IPv6 proponents are in for a rude awakening if assume a government push to accelerate IPv6 adoption will occur. Federal agencies face a June 30 deadline for IPv6 upgrades. At the FOSE 2008 conference last month in Washington, D.C., ScienceLogic conducted a readiness survey. It found that only 6 percent of the 107 responding agencies are ready now. Twenty-two percent say they will meet the deadline, 33 percent say they will not and 39 percent aren't sure.

 

The Internet is global, of course, so it is important to keep an eye on what is happening everywhere. Heise Online reports that the European Commission at the end of the month will release a statement calling for 25 percent of all European users to have access to IPv6 by end 2010. The statement will outline four ways in which IPv6 adoption can be pushed.
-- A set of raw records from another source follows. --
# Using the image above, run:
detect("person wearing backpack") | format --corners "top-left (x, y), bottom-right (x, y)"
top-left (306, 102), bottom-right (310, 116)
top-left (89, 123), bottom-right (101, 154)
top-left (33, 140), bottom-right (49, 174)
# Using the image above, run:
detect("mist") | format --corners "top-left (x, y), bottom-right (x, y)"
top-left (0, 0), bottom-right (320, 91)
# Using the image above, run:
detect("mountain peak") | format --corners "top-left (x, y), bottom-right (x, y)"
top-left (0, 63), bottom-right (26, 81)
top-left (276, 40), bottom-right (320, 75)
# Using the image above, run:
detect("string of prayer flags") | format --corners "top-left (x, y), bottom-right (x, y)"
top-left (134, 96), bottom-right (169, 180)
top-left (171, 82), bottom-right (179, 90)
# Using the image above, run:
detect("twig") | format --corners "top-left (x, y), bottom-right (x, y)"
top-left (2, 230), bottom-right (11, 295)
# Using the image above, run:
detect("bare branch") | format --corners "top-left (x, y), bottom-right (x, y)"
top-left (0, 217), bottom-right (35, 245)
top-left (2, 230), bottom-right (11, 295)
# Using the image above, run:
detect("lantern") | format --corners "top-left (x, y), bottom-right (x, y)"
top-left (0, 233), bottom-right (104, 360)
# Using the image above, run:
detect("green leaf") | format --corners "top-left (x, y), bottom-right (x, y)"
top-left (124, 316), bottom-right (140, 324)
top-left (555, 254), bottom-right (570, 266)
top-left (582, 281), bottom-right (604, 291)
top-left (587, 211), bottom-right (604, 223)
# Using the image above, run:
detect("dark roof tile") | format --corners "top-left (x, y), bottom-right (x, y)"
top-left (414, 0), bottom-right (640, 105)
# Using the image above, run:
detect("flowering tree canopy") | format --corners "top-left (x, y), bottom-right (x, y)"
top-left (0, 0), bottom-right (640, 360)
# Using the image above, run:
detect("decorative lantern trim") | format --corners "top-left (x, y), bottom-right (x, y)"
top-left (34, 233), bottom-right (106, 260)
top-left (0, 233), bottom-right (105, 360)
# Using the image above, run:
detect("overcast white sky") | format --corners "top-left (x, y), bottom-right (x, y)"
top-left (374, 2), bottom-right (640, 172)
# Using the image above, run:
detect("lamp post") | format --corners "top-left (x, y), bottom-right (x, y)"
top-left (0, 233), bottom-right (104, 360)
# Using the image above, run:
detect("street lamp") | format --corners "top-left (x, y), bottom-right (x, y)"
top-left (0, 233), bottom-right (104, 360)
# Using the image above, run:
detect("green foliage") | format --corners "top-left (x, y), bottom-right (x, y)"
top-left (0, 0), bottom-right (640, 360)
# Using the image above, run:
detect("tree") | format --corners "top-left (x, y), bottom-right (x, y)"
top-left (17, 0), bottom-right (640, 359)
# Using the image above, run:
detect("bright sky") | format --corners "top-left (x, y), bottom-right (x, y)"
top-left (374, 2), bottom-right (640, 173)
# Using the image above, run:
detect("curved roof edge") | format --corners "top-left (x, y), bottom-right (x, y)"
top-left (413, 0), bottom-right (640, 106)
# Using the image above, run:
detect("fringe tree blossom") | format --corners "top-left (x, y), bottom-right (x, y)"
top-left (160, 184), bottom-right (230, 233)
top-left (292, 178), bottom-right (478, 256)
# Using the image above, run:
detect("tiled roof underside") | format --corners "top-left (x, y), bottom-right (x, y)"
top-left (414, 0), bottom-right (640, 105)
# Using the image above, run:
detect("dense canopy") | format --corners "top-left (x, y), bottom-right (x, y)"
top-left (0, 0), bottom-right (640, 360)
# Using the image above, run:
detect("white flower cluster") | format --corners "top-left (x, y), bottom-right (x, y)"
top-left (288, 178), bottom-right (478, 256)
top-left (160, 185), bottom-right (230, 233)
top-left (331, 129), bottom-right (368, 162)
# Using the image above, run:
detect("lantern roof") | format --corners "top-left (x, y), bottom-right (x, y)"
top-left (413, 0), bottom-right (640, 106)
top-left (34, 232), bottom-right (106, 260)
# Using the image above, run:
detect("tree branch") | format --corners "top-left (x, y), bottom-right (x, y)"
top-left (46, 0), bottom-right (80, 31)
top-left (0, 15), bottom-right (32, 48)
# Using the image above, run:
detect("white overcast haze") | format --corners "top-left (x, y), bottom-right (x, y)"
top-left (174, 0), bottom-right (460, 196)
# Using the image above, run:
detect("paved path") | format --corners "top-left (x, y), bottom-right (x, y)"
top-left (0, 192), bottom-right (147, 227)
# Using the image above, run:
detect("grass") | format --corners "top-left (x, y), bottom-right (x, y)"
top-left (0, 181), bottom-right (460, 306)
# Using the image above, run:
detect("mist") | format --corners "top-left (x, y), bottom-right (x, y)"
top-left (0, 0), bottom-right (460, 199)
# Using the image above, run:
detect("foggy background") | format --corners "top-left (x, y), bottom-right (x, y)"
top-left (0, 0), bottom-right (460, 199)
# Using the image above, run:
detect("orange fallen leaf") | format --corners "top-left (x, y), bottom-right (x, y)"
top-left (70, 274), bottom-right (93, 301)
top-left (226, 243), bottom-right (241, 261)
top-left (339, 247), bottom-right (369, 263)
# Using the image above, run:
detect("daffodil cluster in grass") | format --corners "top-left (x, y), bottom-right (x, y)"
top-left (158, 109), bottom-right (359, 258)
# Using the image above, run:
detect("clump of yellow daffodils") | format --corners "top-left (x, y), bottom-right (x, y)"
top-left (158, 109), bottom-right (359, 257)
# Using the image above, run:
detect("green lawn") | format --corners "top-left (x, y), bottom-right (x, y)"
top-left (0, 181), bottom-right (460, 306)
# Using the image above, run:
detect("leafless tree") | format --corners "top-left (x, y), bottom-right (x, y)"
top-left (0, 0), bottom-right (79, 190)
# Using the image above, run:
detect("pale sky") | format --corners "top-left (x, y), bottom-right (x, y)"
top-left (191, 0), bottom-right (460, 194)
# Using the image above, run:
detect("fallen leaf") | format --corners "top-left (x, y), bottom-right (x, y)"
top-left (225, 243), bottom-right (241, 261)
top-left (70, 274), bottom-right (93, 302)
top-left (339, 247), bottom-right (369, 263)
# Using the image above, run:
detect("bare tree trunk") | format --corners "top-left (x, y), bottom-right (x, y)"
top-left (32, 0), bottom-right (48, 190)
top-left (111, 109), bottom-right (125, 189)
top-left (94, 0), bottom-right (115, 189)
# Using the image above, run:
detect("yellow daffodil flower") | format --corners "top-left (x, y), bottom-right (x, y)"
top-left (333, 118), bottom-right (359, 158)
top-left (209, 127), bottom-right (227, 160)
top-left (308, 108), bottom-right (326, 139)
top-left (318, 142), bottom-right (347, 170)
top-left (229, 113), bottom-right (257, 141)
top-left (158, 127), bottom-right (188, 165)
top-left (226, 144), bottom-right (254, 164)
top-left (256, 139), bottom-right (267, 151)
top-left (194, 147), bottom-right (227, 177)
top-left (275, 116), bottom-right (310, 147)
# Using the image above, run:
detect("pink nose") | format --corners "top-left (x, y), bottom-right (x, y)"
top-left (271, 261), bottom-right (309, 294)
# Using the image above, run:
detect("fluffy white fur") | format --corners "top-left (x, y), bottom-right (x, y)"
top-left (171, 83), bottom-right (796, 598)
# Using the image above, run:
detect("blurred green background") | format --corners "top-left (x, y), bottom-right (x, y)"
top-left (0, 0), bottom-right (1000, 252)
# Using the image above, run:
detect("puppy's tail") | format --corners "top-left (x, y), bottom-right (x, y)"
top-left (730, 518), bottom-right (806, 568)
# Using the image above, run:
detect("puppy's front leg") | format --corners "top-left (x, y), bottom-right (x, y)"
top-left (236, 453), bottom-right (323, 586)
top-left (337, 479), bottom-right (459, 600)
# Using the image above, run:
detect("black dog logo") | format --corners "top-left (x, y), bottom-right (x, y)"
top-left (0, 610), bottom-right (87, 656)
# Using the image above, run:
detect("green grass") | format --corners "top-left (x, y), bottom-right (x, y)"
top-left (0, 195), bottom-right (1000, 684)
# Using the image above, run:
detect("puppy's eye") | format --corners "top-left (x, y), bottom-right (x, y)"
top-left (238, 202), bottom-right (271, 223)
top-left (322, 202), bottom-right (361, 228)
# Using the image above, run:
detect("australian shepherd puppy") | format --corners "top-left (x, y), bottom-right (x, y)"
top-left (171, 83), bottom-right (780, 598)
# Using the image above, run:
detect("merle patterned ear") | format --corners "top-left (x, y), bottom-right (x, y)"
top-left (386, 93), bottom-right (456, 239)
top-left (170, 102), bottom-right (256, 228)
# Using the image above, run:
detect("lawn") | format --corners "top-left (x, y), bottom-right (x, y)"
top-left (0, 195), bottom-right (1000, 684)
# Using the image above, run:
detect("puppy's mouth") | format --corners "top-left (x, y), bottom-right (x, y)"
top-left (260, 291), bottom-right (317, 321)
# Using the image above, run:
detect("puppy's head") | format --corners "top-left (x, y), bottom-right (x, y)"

The story provides information on those approaches and says that efforts vary among the 27 member countries. While the piece doesn't mention any that are doing a poor job, it does laud the progress being made by Germany.

 

A lesser publicized advantage of IPv6 is that it could reduce energy consumption, at least according to this post by Greenmonk Associates. NAT works by dynamically allocating a pool of IPv4 addresses across the end points under its control. The devices must periodically send a message to the NAT infrastructure saying that they still are connected, lest the address they are using be given to another end point. The post and those it links to say that the requirement to send these messages -- which would be absent in IPv6 -- cuts battery life. This ultimately requires more frequent recharging. In addition to inconveniencing users, this is not in line with a green philosophy of network operation.